I don't know what exactly makes you insecure about your body (and I don't care), but if it's something that you can reasonably fix, then you should fix it, and if it's something that you can't fix, then it's not your fault and you shouldn't feel bad for it.
Yes, I know it sounds like a platitude, but it's also the reality, and the sooner you internalize it the better for you.
lads, you should stop referring to them as "females", they're not animals
if you consider them like so, they are right in avoiding your presence
>senators
Yes, but where did they play college ball?
Nah, sorry. Zoomers are just basket cases. See, your generation was the proper timing for a revolt so they literally psyop-ed y'all into being fags, pharmaceutical dependent, and heavy drug addicts. I have a much younger accident sister and the stories she tells me of her peers' behavior is insane. Boys openly weeping in public, everybody having panic attacks, and over 20% of the population gay or some level of ascended turbo gay into the pronoun frontier. You're incapable of revolt and that was the only goal. Sorry the means fucked you up this bad, it was just bad timing that you were the scheduled revolt generation.

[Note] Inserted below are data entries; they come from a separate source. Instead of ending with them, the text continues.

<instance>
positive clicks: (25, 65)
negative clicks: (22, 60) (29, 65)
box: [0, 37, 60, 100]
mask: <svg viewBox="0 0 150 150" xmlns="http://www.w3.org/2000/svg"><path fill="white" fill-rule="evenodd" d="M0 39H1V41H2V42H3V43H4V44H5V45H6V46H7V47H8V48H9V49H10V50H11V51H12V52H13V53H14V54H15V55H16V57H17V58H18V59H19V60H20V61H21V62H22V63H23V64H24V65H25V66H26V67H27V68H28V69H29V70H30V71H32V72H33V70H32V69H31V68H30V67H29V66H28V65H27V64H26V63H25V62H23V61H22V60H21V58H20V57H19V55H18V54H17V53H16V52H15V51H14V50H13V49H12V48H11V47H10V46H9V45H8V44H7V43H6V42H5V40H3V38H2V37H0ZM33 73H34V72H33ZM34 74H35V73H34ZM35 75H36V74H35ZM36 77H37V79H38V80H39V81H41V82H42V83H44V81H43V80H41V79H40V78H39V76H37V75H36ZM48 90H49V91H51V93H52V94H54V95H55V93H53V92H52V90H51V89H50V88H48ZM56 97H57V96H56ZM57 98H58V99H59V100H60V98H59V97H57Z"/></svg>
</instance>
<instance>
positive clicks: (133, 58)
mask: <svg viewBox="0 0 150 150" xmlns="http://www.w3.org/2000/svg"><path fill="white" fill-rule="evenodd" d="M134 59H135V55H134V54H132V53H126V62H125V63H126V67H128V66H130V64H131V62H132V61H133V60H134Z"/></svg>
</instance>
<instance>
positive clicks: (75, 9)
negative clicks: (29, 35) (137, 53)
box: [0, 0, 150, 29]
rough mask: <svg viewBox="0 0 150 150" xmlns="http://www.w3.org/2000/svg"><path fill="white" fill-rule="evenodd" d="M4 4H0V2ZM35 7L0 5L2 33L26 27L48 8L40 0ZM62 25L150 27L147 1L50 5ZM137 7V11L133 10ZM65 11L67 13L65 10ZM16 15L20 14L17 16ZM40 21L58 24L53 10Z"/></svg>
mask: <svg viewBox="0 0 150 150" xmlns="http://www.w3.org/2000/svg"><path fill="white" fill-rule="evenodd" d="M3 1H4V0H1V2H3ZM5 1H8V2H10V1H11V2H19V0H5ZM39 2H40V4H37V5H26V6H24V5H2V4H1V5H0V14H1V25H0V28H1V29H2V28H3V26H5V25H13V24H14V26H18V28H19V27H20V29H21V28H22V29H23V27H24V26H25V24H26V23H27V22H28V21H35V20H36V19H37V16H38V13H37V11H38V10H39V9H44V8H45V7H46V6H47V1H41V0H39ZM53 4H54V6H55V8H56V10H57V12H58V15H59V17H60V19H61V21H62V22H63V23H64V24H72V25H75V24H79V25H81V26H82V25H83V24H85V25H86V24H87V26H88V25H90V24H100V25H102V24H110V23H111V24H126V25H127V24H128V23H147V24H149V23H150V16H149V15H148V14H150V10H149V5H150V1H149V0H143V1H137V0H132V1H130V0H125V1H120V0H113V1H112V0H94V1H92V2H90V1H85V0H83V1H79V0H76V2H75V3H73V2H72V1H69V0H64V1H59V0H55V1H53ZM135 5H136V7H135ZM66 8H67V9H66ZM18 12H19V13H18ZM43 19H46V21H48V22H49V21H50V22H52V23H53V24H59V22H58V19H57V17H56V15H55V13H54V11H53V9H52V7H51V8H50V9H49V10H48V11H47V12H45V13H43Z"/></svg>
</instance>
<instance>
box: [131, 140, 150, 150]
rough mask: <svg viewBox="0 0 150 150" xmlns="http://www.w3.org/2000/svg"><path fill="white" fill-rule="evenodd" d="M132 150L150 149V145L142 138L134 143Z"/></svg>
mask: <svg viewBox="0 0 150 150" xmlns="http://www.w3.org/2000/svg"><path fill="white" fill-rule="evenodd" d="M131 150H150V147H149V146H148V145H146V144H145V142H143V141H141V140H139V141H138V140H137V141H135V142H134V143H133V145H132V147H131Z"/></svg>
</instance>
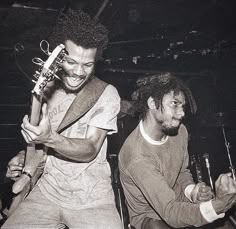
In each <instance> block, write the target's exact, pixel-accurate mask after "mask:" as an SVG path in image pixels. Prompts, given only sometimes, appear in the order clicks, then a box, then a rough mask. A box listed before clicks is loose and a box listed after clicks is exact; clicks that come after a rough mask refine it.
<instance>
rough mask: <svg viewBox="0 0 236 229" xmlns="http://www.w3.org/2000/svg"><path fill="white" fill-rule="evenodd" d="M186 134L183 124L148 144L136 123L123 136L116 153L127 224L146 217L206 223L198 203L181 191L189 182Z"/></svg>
mask: <svg viewBox="0 0 236 229" xmlns="http://www.w3.org/2000/svg"><path fill="white" fill-rule="evenodd" d="M187 147H188V134H187V130H186V128H185V127H184V125H181V126H180V129H179V132H178V135H176V136H168V139H167V140H166V141H165V142H164V143H162V144H150V142H148V141H146V139H145V138H144V137H143V136H142V134H141V131H140V125H139V126H138V127H137V128H136V129H135V130H134V131H133V132H132V133H131V134H130V136H129V137H128V138H127V139H126V141H125V143H124V145H123V146H122V148H121V151H120V153H119V169H120V179H121V183H122V186H123V189H124V193H125V197H126V200H127V205H128V210H129V215H130V220H131V225H133V226H134V227H135V228H136V229H140V228H141V224H142V222H143V220H144V218H146V217H150V218H153V219H159V220H161V219H163V220H164V221H166V222H167V223H168V224H169V225H170V226H172V227H184V226H188V225H193V226H200V225H204V224H206V223H207V221H206V220H205V219H204V217H203V216H202V214H201V212H200V205H199V204H193V203H191V202H190V201H189V200H188V199H187V198H186V196H185V195H184V190H185V188H186V187H187V186H188V185H190V184H193V180H192V176H191V173H190V171H189V170H188V168H187V167H188V162H189V158H188V151H187Z"/></svg>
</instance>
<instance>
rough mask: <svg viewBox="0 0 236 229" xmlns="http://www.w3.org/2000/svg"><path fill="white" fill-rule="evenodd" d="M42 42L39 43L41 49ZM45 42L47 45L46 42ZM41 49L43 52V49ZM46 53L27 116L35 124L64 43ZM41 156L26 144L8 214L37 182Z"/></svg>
mask: <svg viewBox="0 0 236 229" xmlns="http://www.w3.org/2000/svg"><path fill="white" fill-rule="evenodd" d="M42 42H43V41H42ZM42 42H41V44H40V46H41V49H42ZM45 42H46V41H45ZM46 44H47V45H48V43H47V42H46ZM48 46H49V45H48ZM48 48H49V47H48ZM43 51H44V52H45V50H43ZM48 55H49V58H48V59H47V61H45V62H44V64H43V66H42V62H41V63H40V64H39V65H40V66H41V71H40V72H39V71H37V72H36V77H37V79H38V80H37V82H36V85H35V87H34V89H33V91H32V103H31V112H30V117H29V118H30V123H31V124H32V125H35V126H37V125H38V123H39V120H40V113H41V106H42V97H43V90H44V89H45V87H46V85H47V83H48V82H50V81H52V80H53V79H54V78H55V77H57V76H56V72H57V71H58V70H59V69H60V65H61V63H62V62H63V60H64V57H65V55H66V51H65V47H64V45H62V44H61V45H59V46H57V47H56V48H55V49H54V50H53V52H52V53H48ZM37 61H38V59H37ZM37 61H35V62H37ZM43 156H44V150H43V149H36V147H35V144H33V143H31V144H28V145H27V148H26V154H25V162H24V168H23V170H22V174H21V176H20V178H19V179H18V180H17V181H16V182H15V183H14V184H13V187H12V192H13V193H14V194H16V196H15V197H14V198H13V201H12V204H11V206H10V208H9V212H8V216H9V215H11V214H12V213H13V212H14V211H15V209H16V208H17V207H18V206H19V204H20V203H21V201H22V200H24V198H25V197H26V196H27V195H28V193H29V192H30V191H31V190H32V188H33V187H34V185H35V184H36V183H37V180H38V178H39V177H40V176H41V174H42V172H43V168H39V165H40V163H41V162H42V161H43Z"/></svg>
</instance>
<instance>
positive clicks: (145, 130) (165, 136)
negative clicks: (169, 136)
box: [142, 119, 167, 142]
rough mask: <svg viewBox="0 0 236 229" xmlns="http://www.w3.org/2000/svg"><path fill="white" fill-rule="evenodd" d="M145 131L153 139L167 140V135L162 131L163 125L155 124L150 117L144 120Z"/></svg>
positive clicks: (157, 140) (152, 139)
mask: <svg viewBox="0 0 236 229" xmlns="http://www.w3.org/2000/svg"><path fill="white" fill-rule="evenodd" d="M142 126H143V131H144V132H145V134H146V135H147V136H148V137H149V138H151V139H152V140H153V141H159V142H162V141H165V139H166V138H167V135H165V134H164V133H163V132H162V131H161V127H160V126H159V125H157V124H155V125H153V122H151V121H149V120H148V119H144V120H143V121H142Z"/></svg>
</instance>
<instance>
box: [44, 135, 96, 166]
mask: <svg viewBox="0 0 236 229" xmlns="http://www.w3.org/2000/svg"><path fill="white" fill-rule="evenodd" d="M44 144H45V145H46V146H47V147H50V148H52V149H54V150H55V151H56V152H57V153H59V154H60V155H62V156H63V157H66V158H68V159H71V160H74V161H79V162H90V161H92V160H93V159H94V158H95V156H96V155H97V151H96V149H95V147H94V145H93V143H92V141H91V140H89V139H82V138H68V137H64V136H62V135H60V134H58V133H57V132H52V134H51V135H50V137H49V138H48V139H47V141H46V142H45V143H44Z"/></svg>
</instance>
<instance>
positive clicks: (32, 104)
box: [30, 94, 42, 126]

The refutation to this is the study where they took a few dozen “chad”-type children from different schools and put them in groups in a summer camp. They all immediately developed social hierarchies and “losers” in the group that had no apparent relation to any physical or social characteristics. It’s mostly random, and the game resets every time you enter a new group.
Sounds like it's only random when all the members in the group are at the same level. Throw a chad in a group of losers, and he'll always come out on top.